On Wednesday, September 2, 2009 at 8:14:14 AM, Adam Roben <aro...@apple.com > wrote:

On Sep 1, 2009, at 9:03 PM, David Kilzer wrote:

Not git-friendly enough, IMO.  I like this better:

2009-09-01  Adam Roben

      Need a bug title and URL (OOPS!)

      Reviewed by NOBODY (OOPS!)

      Need a short description of this patch (OOPS!)

I wasn't trying to make things more git-friendly with this change,
though I think that is a worthy goal. (If we are talking about git-
friendliness, then I think it's better to put the "short description
of this patch" on the first line, not the bug title.)


I shouldn't even say "more git-friendly". It's really about putting the most important information first (assuming that most bug titles are well-written :).

IMO, ChangeLog entries should be written like good newspaper articles:

- Headline first (bug number/URL and bug title).

- Byline (who reviewed it; author is usually implicit in commit log entry, but when a third party commits, it might be nice to include the patch author in this line).

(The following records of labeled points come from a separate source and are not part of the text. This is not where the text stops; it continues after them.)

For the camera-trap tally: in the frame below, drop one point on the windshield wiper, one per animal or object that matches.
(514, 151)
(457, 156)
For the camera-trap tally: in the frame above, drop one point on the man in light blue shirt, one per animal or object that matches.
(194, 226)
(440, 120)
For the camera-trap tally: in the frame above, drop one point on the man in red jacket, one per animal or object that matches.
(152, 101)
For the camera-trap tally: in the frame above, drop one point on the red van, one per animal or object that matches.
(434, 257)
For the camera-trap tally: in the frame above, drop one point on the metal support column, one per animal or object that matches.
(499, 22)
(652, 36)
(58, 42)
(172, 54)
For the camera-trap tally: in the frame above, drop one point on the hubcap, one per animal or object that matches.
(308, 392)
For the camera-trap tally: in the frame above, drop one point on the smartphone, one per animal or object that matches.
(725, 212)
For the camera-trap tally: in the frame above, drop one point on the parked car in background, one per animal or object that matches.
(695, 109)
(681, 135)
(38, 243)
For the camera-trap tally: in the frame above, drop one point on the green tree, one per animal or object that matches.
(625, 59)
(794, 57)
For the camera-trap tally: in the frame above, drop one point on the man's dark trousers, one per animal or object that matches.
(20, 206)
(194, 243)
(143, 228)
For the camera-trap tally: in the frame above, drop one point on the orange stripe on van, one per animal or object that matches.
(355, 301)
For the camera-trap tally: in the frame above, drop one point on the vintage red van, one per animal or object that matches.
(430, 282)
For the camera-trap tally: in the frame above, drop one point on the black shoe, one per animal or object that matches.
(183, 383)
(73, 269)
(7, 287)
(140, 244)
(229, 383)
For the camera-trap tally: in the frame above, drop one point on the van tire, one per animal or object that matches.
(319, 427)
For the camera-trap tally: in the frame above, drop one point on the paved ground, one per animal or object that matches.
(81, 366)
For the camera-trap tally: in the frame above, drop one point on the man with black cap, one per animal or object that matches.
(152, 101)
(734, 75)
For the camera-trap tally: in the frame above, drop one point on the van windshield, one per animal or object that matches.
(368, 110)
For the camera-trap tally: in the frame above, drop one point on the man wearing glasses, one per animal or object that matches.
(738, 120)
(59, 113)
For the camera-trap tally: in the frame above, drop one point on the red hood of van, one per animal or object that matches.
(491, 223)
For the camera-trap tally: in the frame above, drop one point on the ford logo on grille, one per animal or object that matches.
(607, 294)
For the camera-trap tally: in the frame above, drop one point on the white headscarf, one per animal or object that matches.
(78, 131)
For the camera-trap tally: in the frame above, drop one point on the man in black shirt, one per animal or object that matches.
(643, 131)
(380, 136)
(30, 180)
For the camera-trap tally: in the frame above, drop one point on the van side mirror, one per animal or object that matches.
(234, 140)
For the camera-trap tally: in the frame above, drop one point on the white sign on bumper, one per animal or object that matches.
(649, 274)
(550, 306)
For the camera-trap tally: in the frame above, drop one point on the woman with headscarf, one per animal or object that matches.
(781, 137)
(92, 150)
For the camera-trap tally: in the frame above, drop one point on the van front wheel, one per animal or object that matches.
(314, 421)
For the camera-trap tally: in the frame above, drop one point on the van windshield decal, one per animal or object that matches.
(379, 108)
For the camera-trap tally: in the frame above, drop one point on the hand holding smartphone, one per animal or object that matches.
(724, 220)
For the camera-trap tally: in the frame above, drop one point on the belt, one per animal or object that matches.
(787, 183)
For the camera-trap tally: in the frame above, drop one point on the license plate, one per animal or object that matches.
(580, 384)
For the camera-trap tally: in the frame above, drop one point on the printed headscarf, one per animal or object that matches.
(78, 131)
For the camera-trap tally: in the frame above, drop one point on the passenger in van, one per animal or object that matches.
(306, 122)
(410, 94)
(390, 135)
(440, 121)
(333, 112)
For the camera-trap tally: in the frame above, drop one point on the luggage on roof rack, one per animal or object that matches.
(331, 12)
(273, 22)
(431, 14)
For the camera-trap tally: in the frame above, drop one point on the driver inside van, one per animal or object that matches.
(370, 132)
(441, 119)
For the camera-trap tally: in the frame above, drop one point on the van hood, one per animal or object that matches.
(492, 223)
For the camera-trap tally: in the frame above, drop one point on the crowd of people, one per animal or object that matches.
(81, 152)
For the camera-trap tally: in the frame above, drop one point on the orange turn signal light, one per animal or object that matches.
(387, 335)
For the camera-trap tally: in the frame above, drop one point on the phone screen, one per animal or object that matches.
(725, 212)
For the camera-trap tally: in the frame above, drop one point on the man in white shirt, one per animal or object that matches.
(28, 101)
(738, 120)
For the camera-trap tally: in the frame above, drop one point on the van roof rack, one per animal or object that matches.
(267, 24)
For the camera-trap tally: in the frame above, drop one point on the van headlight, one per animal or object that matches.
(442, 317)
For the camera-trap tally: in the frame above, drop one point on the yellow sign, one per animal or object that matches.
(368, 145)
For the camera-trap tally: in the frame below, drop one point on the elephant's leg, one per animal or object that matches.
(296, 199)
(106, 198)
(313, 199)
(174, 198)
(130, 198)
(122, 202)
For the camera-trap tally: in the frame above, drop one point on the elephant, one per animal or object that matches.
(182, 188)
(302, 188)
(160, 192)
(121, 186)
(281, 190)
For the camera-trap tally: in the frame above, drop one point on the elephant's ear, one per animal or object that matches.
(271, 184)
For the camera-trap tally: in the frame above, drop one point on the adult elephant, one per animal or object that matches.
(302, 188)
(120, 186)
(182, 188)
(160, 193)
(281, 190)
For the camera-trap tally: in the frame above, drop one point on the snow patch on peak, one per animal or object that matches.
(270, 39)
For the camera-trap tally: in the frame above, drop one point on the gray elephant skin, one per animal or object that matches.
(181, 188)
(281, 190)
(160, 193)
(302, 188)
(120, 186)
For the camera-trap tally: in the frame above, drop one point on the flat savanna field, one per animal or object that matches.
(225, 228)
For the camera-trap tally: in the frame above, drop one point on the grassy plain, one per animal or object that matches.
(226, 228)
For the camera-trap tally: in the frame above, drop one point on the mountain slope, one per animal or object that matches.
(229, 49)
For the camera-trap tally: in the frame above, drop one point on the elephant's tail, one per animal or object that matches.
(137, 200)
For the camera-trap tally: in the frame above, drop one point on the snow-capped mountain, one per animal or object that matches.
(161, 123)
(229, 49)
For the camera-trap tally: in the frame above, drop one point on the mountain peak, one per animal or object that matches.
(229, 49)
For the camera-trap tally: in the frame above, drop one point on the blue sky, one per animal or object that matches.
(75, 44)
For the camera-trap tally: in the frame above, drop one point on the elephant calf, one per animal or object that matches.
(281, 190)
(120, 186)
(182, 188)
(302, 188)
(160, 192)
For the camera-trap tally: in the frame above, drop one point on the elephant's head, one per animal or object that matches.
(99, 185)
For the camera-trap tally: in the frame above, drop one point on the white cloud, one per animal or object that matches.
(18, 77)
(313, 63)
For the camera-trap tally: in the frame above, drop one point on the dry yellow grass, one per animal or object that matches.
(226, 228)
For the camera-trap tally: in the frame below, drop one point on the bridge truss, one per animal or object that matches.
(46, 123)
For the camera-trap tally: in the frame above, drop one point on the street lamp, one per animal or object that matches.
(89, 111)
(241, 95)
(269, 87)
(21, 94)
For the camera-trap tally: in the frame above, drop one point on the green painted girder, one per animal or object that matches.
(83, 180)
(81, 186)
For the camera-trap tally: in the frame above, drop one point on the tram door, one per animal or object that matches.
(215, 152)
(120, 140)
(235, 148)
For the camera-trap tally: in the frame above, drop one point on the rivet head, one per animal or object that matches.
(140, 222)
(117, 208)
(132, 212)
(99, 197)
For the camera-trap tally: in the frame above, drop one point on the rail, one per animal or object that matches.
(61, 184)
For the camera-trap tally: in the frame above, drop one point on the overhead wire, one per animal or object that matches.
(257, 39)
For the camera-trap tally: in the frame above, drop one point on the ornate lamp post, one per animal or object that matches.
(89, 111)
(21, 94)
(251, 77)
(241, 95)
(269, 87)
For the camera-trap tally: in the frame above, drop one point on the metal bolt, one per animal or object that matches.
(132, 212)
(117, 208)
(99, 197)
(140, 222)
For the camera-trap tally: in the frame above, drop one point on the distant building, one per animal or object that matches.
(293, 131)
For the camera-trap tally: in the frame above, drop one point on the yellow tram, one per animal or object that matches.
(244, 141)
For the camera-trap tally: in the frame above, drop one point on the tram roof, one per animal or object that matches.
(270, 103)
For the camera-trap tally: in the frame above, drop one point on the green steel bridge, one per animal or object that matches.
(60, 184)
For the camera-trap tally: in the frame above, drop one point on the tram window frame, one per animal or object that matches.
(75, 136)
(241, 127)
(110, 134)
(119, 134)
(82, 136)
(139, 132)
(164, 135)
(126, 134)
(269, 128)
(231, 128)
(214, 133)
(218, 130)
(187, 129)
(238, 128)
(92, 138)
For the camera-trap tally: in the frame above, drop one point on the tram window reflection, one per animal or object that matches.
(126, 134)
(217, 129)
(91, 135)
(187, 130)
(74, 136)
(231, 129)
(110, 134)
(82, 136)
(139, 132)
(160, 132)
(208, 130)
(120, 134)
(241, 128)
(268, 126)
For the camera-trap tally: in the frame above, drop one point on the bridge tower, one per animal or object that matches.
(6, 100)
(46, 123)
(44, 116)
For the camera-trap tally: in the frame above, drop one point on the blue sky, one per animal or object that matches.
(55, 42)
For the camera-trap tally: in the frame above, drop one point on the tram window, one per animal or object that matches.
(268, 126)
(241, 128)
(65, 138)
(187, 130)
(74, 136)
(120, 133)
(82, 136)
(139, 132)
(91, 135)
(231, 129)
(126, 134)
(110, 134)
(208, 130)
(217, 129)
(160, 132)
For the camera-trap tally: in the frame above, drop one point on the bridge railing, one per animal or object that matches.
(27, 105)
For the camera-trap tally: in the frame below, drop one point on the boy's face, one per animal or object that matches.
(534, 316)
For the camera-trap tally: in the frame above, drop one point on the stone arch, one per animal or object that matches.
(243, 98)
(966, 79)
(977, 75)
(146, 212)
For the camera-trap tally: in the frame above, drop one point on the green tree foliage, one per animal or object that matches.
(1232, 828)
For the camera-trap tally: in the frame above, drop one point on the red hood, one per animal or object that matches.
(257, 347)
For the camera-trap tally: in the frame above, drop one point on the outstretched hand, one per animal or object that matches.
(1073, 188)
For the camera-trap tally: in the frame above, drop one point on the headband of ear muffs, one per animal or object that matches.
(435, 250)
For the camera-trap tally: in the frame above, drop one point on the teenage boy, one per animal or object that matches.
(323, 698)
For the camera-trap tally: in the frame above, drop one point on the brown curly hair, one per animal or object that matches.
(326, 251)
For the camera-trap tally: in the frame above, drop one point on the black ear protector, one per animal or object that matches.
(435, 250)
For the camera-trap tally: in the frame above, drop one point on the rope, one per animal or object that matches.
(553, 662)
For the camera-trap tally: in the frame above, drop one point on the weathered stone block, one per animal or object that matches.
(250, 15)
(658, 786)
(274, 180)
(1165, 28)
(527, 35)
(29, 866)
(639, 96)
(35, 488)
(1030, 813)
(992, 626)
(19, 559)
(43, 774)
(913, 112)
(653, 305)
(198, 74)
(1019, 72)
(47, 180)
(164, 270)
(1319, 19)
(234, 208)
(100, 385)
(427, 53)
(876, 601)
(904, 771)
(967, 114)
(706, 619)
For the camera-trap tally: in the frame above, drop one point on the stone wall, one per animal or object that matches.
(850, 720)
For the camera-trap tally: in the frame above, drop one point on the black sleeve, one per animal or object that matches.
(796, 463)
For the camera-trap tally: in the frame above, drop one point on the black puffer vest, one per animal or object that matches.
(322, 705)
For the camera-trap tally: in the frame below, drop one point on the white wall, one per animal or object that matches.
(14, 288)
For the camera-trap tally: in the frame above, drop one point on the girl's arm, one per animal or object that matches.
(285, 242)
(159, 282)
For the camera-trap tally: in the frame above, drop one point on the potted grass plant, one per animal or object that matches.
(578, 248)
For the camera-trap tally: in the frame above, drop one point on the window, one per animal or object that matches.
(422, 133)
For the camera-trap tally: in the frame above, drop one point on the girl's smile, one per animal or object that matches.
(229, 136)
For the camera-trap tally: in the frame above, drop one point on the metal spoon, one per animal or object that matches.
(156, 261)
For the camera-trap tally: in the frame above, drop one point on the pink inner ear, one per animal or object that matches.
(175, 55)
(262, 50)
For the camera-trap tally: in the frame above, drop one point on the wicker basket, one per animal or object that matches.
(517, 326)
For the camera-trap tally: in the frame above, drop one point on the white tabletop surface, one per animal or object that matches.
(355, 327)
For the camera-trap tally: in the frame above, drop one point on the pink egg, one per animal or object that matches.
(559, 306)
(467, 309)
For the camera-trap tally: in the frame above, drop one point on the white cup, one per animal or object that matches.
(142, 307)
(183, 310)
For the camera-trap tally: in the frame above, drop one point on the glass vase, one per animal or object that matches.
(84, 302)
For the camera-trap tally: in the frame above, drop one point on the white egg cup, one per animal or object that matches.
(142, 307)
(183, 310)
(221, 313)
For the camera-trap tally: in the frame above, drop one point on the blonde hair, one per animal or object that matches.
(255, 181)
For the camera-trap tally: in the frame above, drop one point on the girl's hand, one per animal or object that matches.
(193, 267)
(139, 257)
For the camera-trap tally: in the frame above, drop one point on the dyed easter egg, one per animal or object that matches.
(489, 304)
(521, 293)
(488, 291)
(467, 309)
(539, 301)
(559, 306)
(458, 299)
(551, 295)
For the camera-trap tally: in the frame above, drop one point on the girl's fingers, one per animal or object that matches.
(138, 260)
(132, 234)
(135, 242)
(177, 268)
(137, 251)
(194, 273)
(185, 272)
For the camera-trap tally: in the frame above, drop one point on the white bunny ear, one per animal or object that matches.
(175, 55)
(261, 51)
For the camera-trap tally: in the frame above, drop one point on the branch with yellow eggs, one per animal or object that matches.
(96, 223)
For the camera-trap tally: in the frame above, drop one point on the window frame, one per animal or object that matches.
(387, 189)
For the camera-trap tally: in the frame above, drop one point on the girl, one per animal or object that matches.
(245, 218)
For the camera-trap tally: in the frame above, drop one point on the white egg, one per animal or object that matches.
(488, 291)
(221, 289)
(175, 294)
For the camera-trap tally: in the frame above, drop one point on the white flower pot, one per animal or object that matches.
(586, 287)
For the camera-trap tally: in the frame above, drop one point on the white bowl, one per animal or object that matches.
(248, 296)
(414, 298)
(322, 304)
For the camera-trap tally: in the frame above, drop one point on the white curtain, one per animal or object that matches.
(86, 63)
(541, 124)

- Short, succinct description of the change.

- The details. (In newspaper articles, the text of the article should be written with the most important information at the top of the article and the least import information at the bottom so that a reader can stop at any time once they've reached their appropriate level of detail. For ChangeLog entries, the detail level is probably the same for all the code changes.)

I'd argue that "Short, succinct description of the change" is more like a "headline" than the bug title. If newspaper headlines were equivalent to bug titles, we'd have zillions of newspaper articles all with the title "Economic Crisis".

By writing all ChangeLog entries this way, it makes it possible for people who read them to stop at the appropriate level of detail more consistently.

I think that's an interesting point. I think we do want to make it easy to skim through ChangeLogs, only looking at the "level of detail" you care about. I don't think putting the short description first makes this any harder. For one thing, it's only a single line (though you could of course make the same argument in favor of putting the bug title first). For another, the bug title/URL are often the easiest thing to find in the entry when skimming, because the syntax of a URL is easy to spot. So I'd argue that putting the short description first does not make it any harder to find the bug title/URL, while putting the bug title/URL first *does* make it harder to find the short description.